Durante mais de cem anos, o desenho dos automóveis seguiu uma lógica aparentemente inquestionável: o motor fica na frente ou na parte traseira do veículo. Essa regra moldou toda a engenharia automotiva moderna. Mas uma ideia antiga, que parecia esquecida nos livros de história, está voltando com força.

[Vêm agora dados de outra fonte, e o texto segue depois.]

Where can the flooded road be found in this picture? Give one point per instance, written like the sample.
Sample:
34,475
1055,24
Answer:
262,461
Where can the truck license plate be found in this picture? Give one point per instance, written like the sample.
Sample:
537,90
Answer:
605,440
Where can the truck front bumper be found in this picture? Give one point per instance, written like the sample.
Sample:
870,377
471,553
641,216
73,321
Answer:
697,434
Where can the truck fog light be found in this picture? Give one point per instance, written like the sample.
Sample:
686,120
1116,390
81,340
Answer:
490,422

Impulsionada pela revolução dos carros elétricos, uma solução diferente começa a despertar interesse entre engenheiros e fabricantes.
Uma ideia centenária que pode mudar o desenho dos carros
Por décadas, o funcionamento básico de um automóvel seguiu um modelo quase universal.
O motor ficava instalado no compartimento dianteiro ou traseiro, enquanto uma série de componentes intermediários — eixos, transmissões e diferenciais — levavam a força até as rodas.
Esse sistema funcionou bem durante mais de um século.
Mas agora ele pode estar prestes a mudar.
Uma tecnologia conhecida como motores nas rodas (ou wheel motors) propõe algo radical: instalar o motor elétrico diretamente dentro da roda do carro.
Embora pareça uma inovação recente, essa ideia é muito mais antiga do que muitos imaginam.
Ela foi apresentada pela primeira vez no ano 1900, quando o engenheiro Ferdinand Porsche mostrou um veículo experimental na Exposição Universal de Paris.
Naquele protótipo, cada roda possuía seu próprio motor elétrico integrado.
A proposta era revolucionária para a época.
No entanto, as limitações tecnológicas do início do século XX impediram que o conceito evoluísse.
Os motores de combustão dominaram o mercado por décadas, enquanto as transmissões mecânicas continuaram sendo a solução mais viável.
Agora, com o avanço dos carros elétricos, essa antiga ideia está voltando ao centro das discussões na indústria automotiva.
A tecnologia moderna que trouxe a ideia de volta
O interesse renovado por motores nas rodas está diretamente ligado à transformação que o setor automotivo vive hoje.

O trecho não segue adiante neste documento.